Обескураженный, Оуэн открыл было рот, но тут же закрыл его и покачал головой.
— Признаюсь, я не знаю всех подробностей, но, по моему мнению, эта девушка никогда добровольно не причинила бы вам зла, — пробормотал он наконец, тщательно подбирая слова.
— Не причинила бы? И что же привело тебя к такому заключению?
— Простите меня, милорд, но мне кажется, что Джина скорее восхищается вами. Она все время рассказывала мне о вас и при этом превозносила до небес.

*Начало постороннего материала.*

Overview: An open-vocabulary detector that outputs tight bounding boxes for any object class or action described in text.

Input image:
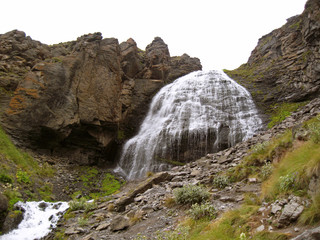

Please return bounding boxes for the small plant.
[260,162,273,181]
[69,198,95,212]
[164,197,176,208]
[173,185,210,204]
[299,193,320,225]
[133,233,148,240]
[129,210,143,225]
[251,141,270,153]
[268,102,308,128]
[188,202,216,220]
[78,217,88,227]
[0,173,13,183]
[16,170,31,184]
[4,189,22,210]
[309,122,320,143]
[239,233,247,240]
[156,226,190,240]
[213,175,230,189]
[38,183,53,202]
[279,174,295,192]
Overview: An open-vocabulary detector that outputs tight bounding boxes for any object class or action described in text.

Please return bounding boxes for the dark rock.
[38,202,48,211]
[279,201,304,225]
[2,209,23,233]
[228,0,320,112]
[110,216,130,232]
[0,193,8,230]
[115,172,172,211]
[0,30,201,165]
[292,227,320,240]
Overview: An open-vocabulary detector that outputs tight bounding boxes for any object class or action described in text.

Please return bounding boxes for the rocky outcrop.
[45,98,320,240]
[227,0,320,109]
[0,193,8,230]
[0,30,201,164]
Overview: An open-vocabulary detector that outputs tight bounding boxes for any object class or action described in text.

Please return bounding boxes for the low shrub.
[69,198,95,212]
[212,175,230,189]
[279,174,295,192]
[173,185,210,204]
[309,122,320,143]
[0,173,13,183]
[260,162,273,181]
[188,202,216,220]
[299,192,320,225]
[156,226,190,240]
[16,170,31,184]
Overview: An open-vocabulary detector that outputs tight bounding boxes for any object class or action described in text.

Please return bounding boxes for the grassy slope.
[168,115,320,240]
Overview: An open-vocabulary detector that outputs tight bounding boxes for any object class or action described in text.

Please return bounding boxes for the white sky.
[0,0,306,69]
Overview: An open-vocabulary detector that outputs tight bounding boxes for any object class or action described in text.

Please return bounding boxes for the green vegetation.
[38,183,54,202]
[228,130,293,181]
[173,185,210,204]
[155,156,184,166]
[299,192,320,225]
[182,202,288,240]
[78,166,123,199]
[188,202,216,220]
[268,102,308,128]
[263,140,320,199]
[212,175,230,189]
[16,170,31,184]
[68,198,96,212]
[0,127,55,206]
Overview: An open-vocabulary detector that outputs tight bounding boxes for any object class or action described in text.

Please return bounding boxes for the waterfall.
[0,201,69,240]
[115,70,262,179]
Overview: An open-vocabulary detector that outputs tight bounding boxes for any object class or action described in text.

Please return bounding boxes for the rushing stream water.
[0,201,69,240]
[115,71,262,179]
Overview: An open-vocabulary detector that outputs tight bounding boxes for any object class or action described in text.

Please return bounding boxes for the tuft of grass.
[188,202,216,220]
[0,127,39,169]
[262,140,320,199]
[0,172,13,183]
[187,205,259,240]
[298,192,320,225]
[268,101,308,128]
[212,175,230,189]
[173,185,210,204]
[228,130,293,181]
[69,198,96,212]
[129,209,143,226]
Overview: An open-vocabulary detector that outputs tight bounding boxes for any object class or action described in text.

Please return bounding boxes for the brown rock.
[227,0,320,112]
[0,193,8,230]
[115,172,173,211]
[110,216,130,232]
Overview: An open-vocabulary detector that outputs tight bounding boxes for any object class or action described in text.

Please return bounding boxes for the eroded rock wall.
[227,0,320,109]
[0,30,201,164]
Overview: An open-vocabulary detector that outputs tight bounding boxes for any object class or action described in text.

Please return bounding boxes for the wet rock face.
[0,193,8,230]
[0,31,201,164]
[229,0,320,108]
[0,30,51,91]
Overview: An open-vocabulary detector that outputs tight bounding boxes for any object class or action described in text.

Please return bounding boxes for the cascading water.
[0,201,69,240]
[115,71,262,179]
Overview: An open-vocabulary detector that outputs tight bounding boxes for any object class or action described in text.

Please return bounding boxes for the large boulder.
[0,193,8,231]
[0,32,201,165]
[227,0,320,109]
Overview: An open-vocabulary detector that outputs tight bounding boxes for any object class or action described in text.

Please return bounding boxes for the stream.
[0,201,69,240]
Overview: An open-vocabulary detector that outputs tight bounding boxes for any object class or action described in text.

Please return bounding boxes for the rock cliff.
[226,0,320,109]
[0,30,201,164]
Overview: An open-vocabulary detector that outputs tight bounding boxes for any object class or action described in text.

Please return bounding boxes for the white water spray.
[0,201,69,240]
[115,71,262,179]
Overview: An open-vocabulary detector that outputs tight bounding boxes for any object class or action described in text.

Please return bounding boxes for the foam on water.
[115,70,262,179]
[0,201,69,240]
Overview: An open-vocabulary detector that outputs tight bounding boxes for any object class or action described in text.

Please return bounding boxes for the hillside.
[0,0,320,240]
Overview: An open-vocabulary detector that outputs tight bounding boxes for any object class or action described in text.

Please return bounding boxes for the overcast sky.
[0,0,306,69]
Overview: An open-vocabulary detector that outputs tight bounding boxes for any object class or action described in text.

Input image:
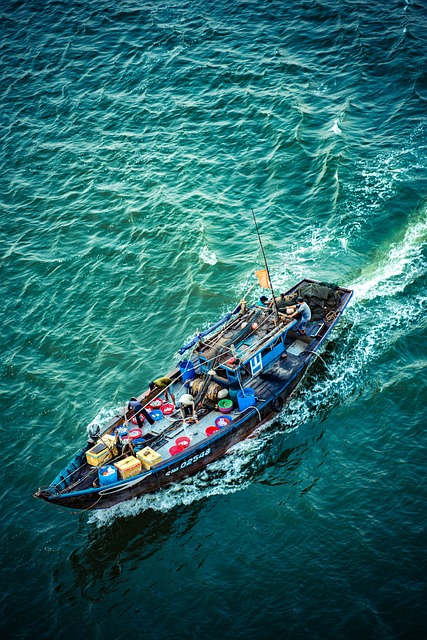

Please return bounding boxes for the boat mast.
[251,209,279,325]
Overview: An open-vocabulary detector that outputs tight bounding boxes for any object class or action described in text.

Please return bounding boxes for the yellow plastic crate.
[136,447,162,469]
[86,442,113,467]
[114,456,141,480]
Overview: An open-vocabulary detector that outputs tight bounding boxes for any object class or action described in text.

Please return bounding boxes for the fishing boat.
[34,278,353,510]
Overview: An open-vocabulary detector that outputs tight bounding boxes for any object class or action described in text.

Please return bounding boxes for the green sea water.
[0,0,427,640]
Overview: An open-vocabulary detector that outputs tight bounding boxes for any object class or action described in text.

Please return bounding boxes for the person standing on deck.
[148,377,175,404]
[128,398,155,429]
[179,393,199,424]
[288,296,311,335]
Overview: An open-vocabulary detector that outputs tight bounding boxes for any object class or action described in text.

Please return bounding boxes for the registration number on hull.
[165,448,211,476]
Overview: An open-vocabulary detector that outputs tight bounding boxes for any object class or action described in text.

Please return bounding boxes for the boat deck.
[130,337,310,461]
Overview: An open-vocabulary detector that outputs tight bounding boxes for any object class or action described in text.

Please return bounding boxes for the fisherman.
[288,296,311,336]
[128,398,155,429]
[179,393,199,424]
[268,293,287,312]
[148,376,175,404]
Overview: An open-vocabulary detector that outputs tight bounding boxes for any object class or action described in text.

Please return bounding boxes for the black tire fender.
[271,396,283,413]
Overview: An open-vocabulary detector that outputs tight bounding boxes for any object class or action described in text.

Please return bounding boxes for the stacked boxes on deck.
[136,447,162,469]
[86,442,113,467]
[114,456,141,480]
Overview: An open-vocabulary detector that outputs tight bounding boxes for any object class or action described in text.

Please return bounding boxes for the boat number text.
[165,449,211,476]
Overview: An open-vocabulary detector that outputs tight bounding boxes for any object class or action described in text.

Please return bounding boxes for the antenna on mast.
[251,209,279,325]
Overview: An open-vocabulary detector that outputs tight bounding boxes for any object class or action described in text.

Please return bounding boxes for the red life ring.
[128,429,142,440]
[160,402,175,416]
[150,398,163,409]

— Притворщица! — сжав зубы, пробормотал Рон. — Я не раз наблюдал, как из прелестной обольстительницы она в мгновение ока превращалась в яростную мегеру. Она такая же постоянная, как майский ветерок, и еще менее предсказуемая, чем бабочка в полете. Но она еще пожалеет о своем безрассудстве!
Оуэн промолчал. А когда разговор завязался вновь, то они завели речь о соседних баронах, о медленном упадке Англии за время крестовых походов и о том, что королю придется обуздать своего подлого брата.
— А то наемники, — со вздохом проговорил Оуэн, — бродят по всем дорогам, берут все, что пожелают, и убивают тех, кто оказывает им сопротивление. Если Ричард возвратится, само его присутствие заставит присмиреть этих негодяев, которые разоряют землю.
— Ричард больше заботится о собственной славе, чем об управлении страной, — пожал плечами Рональд. — Но солдаты обожают его. В их глазах он — воплощение того, каким должен быть король: статный и мужественный, храбрый воин и галантный кавалер.
— Но не правитель, хотите вы сказать?
Рональд на этот вопрос не ответил. Оуэн много лет был главным управляющим у его отца. Он помнил этого человека еще с тех дней, когда босоногим мальчишкой бегал по уэльским холмам. Но ему столько раз уже приходилось раскаиваться в излишней доверчивости, что он приучил себя быть осторожным.
Оуэн заметил это и печально поник головой.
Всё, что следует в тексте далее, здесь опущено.